Soulignons d’entrée de jeu qu’au Québec également, le montant des revenus provenant des licences avec les établissements d’enseignement québécois a fortement diminué (chute de 22%) entre 2012 et 2017, et cela alors même que le nombre d’élèves et d’étudiants étaient globalement en hausse durant cette période.

Si, tout en tenant compte des modifications législatives, le montant de la redevance par élève a été revalorisé lors des négociations avec le ministère de l’Éducation du Québec pour tenir notamment compte de l’élargissement des limites de reproduction, de l’ajout du numérique et de l’inclusion de nouveaux besoins dans la licence, tel n’est pas le cas pour les établissements d’enseignement postsecondaire.

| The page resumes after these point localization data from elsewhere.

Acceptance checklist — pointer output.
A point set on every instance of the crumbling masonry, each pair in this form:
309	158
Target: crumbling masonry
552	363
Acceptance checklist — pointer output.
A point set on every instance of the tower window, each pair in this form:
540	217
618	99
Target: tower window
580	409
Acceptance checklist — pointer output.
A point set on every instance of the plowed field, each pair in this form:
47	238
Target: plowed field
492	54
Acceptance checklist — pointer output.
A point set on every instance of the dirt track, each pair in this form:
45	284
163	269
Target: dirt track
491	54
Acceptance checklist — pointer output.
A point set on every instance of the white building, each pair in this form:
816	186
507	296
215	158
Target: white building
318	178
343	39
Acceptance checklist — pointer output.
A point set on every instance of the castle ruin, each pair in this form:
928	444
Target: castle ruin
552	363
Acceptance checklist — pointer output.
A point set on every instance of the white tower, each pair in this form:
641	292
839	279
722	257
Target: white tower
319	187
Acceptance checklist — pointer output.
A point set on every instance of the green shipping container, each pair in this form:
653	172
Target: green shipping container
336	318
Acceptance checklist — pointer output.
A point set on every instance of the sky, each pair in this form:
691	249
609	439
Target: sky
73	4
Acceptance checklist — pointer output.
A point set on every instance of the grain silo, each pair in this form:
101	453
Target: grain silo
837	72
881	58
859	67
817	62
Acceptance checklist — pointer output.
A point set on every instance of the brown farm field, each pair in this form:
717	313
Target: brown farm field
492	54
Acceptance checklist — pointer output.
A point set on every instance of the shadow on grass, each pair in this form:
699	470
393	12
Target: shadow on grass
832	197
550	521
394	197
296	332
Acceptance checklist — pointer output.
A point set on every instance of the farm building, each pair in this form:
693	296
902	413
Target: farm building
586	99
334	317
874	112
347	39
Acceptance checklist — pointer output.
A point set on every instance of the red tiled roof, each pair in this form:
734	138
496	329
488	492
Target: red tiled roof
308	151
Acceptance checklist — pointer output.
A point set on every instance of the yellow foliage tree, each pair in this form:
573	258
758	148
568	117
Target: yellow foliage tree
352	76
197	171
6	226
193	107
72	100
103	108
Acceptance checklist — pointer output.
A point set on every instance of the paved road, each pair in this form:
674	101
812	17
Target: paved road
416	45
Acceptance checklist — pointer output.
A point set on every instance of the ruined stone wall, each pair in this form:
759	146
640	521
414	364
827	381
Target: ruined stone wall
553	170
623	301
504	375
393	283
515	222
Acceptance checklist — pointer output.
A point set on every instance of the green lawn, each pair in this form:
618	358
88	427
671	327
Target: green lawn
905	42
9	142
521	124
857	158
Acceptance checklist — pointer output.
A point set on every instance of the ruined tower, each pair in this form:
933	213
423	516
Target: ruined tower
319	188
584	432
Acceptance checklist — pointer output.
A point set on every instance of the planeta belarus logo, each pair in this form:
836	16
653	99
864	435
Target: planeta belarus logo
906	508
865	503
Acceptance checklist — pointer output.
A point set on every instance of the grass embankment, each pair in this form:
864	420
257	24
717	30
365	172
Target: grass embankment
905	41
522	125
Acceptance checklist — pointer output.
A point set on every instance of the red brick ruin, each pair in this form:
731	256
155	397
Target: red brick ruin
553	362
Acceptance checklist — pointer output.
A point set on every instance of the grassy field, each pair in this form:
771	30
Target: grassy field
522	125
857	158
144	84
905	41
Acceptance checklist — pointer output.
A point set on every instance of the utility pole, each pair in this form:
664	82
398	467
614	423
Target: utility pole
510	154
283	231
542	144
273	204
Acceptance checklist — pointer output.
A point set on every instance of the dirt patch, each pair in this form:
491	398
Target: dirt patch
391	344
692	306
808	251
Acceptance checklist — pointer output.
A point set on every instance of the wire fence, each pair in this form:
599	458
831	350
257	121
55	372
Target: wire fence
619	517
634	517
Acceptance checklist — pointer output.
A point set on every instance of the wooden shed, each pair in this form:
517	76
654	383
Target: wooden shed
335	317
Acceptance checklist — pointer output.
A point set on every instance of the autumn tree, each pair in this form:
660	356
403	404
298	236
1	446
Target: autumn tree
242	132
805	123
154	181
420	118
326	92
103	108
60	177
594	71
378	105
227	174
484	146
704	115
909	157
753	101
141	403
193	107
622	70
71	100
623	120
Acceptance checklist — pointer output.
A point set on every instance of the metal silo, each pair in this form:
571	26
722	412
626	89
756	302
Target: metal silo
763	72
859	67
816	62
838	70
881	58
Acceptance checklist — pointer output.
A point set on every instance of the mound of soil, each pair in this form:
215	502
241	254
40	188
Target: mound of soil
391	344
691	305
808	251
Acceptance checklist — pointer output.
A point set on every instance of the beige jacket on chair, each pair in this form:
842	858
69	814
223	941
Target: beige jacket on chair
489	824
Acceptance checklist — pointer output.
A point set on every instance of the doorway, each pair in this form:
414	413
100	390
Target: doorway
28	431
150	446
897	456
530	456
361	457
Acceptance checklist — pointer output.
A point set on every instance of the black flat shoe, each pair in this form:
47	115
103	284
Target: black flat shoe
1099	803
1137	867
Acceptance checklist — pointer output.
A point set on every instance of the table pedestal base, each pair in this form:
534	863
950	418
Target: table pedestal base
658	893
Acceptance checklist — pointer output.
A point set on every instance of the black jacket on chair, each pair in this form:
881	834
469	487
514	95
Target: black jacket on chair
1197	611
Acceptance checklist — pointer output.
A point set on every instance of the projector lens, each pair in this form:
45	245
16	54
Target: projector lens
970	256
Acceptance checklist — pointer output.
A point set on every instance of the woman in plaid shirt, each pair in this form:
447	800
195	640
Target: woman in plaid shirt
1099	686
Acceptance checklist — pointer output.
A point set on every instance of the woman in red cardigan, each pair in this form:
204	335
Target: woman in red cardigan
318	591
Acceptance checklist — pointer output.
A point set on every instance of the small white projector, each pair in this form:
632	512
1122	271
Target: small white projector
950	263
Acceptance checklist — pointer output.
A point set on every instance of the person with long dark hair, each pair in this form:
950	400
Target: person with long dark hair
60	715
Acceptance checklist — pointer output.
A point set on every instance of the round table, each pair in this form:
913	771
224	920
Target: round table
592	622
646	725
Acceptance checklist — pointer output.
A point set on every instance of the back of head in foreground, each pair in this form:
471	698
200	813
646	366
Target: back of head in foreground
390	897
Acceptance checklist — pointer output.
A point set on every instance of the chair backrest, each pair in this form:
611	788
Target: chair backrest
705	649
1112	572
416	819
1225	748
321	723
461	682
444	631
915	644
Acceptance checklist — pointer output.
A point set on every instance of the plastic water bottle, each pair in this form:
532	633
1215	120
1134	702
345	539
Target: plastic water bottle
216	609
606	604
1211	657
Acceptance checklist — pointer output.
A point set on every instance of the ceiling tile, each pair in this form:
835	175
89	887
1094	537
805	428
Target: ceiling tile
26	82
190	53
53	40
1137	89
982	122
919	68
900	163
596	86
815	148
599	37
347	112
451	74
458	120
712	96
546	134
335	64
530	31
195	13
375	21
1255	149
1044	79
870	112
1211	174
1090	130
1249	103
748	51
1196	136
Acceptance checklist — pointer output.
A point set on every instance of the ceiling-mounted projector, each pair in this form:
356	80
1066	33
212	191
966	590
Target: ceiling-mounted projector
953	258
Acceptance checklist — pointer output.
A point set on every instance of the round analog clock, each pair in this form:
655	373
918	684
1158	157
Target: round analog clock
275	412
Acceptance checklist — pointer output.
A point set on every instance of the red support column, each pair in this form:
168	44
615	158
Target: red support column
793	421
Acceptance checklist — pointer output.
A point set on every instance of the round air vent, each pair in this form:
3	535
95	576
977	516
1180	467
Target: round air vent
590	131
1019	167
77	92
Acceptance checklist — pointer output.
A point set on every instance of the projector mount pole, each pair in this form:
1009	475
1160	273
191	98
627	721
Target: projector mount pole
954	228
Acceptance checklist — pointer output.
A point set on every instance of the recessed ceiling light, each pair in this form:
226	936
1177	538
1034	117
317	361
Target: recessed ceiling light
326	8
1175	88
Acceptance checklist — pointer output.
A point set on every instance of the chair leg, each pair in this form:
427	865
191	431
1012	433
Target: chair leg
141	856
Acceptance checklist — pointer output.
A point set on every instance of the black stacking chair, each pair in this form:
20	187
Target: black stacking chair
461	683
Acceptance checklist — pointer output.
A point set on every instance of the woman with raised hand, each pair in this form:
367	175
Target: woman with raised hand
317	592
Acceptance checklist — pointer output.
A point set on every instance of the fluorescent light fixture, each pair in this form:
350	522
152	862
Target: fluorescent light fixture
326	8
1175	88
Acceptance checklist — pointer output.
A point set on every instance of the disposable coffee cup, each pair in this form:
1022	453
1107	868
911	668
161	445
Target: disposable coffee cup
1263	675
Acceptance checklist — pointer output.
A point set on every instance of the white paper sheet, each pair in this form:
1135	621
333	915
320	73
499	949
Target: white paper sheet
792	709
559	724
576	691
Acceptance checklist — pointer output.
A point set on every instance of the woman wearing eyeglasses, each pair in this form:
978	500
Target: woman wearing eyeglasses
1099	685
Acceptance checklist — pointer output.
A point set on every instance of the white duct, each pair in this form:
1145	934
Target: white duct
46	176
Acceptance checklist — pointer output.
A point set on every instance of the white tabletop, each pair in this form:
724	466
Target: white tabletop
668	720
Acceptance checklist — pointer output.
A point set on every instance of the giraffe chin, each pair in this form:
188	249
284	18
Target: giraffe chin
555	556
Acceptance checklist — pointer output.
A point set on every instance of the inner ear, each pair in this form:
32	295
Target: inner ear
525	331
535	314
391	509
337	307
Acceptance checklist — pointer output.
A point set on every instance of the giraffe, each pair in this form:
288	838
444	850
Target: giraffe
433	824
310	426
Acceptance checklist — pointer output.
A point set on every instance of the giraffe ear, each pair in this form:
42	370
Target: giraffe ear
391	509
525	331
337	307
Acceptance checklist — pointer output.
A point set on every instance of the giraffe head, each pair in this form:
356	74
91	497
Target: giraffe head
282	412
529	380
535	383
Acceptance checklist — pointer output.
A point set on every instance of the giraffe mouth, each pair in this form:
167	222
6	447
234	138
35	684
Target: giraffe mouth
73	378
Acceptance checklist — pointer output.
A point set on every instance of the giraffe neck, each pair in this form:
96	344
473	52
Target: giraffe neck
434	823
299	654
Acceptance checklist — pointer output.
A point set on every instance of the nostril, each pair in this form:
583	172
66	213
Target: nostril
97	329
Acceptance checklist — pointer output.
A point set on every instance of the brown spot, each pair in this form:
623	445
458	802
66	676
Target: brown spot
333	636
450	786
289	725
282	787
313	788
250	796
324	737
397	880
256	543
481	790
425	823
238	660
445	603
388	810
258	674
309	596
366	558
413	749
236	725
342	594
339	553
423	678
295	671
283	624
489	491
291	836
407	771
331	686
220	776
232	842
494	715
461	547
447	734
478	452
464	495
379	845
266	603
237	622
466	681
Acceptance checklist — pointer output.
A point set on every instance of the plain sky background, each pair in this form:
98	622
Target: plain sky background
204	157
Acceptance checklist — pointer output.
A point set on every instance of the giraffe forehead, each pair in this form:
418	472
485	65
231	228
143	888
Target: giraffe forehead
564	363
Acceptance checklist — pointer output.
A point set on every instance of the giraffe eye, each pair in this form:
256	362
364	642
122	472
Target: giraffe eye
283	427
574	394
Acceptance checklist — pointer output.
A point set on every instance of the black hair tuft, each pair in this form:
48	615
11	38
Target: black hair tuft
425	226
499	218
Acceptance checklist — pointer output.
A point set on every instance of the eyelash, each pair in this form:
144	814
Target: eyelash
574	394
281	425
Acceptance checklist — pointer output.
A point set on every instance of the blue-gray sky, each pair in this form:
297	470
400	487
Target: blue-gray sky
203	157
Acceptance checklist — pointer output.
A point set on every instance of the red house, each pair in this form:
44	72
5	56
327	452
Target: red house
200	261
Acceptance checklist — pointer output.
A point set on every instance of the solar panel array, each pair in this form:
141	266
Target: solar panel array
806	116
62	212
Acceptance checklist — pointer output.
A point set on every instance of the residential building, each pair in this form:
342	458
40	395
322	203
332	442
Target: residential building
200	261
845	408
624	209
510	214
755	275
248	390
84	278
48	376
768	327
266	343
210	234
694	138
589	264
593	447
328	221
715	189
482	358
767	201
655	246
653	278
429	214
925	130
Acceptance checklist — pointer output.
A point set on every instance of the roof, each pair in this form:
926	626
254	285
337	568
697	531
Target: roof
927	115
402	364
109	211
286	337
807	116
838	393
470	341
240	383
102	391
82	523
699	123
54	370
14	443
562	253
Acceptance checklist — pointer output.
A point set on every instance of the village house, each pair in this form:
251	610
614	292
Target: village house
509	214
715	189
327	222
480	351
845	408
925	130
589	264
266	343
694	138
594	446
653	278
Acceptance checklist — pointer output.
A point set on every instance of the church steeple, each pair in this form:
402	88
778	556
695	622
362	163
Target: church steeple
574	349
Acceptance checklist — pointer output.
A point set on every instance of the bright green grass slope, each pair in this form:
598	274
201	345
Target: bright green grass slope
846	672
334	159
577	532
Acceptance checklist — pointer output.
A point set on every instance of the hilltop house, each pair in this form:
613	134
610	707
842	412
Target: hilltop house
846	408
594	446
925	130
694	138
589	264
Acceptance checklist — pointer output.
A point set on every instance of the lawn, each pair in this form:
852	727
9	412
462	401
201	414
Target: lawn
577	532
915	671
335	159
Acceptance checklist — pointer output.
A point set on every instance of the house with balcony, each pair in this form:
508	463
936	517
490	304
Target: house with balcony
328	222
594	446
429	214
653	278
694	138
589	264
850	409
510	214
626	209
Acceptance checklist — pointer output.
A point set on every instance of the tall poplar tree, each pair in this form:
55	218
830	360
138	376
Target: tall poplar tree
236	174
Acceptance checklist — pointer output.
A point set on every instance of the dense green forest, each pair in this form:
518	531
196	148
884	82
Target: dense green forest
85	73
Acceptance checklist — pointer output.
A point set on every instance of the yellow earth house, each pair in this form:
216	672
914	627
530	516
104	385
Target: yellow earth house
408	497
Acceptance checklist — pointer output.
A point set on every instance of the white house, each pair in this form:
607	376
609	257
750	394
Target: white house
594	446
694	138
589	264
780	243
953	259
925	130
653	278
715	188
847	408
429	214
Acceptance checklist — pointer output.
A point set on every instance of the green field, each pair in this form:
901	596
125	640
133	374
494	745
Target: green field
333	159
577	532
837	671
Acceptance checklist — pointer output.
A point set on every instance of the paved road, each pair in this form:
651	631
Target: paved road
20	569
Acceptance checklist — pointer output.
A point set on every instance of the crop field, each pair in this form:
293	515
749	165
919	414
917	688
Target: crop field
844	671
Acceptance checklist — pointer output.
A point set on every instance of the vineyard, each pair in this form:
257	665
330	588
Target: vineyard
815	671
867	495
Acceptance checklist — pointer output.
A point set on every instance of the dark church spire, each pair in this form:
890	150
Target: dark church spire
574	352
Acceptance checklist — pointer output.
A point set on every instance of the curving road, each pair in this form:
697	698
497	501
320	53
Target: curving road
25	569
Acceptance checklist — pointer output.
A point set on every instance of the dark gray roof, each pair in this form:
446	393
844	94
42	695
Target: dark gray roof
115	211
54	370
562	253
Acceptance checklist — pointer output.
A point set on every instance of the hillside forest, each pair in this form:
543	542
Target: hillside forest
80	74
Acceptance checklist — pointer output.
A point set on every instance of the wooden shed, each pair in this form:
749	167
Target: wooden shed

Dans les semaines qui ont suivi l’adoption des modifications à la Loi, les universités québécoises demandaient la renégociation de la redevance de 25,50$ par étudiant, par année, sur laquelle elles venaient de s’entendre avec Copibec pour la période de juin 2012 à mai 2015. Ainsi, dès janvier 2013, la redevance par étudiant, par année, diminuait de 18% passant à 21$ pour une période finissant en mai 2014. Les cégeps suivaient également cette tendance baissière lors des négociations de 2014. Depuis, fortement influencées par l’interprétation extrêmement large des modifications législatives prônée par les établissements d’enseignement hors Québec, chaque renégociation des ententes avec les universités et les cégeps québécois entraîne une nouvelle baisse des redevances. La redevance annuelle par étudiant universitaire a ainsi baissé de près de 50% (passant de 25,50$ en 2012 à 13,50$ en 2017), et celle des cégeps de 15% (passant de 12,40$ à 10,50$). 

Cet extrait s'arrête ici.